Chief economist Cameron Muir says not one of the 23,000 realtors in B.C. has said to him that they have clients who would be interested in the program, which the federal government announced details for on Monday.
“Really all they had to do was take a very simple approach, which would be to relax the qualifying rules for high-ratio borrowers so that they don’t have to qualify at that posted rate, but much closer to the negotiated rate with the bank,” Muir says.
“To qualify for a mortgage today for a millennial is the worst in modern history in Canada, in terms of the stringent, tough, onerous qualification procedures. In my mind it would be much easier to relax those a bit to help first-time buyers, rather than to have a cockamamie scheme in which the government is going to be participating in the equity of your home.”
The home-buyers incentive will be available starting on Sept. 2, but the program will limit the purchase price of a home to about $565,000 dollars. The program is available for anyone with a household income below $120,000, and limits the mortgage value to $480,000.

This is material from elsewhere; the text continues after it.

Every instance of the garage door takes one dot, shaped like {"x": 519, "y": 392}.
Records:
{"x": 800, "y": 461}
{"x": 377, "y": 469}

With the program, the federal government will match the down payment for first time buyers up to five per cent for a home, but will match the down payment up to 10 per cent for those buying a new home. The loan will be interest free for 25 years and will need to be repaid in full if the home is sold.
The program comes after the provincial government in B.C. ended a first-time homebuyers program through BC Housing in March of 2018, after citing a significant lack of interest.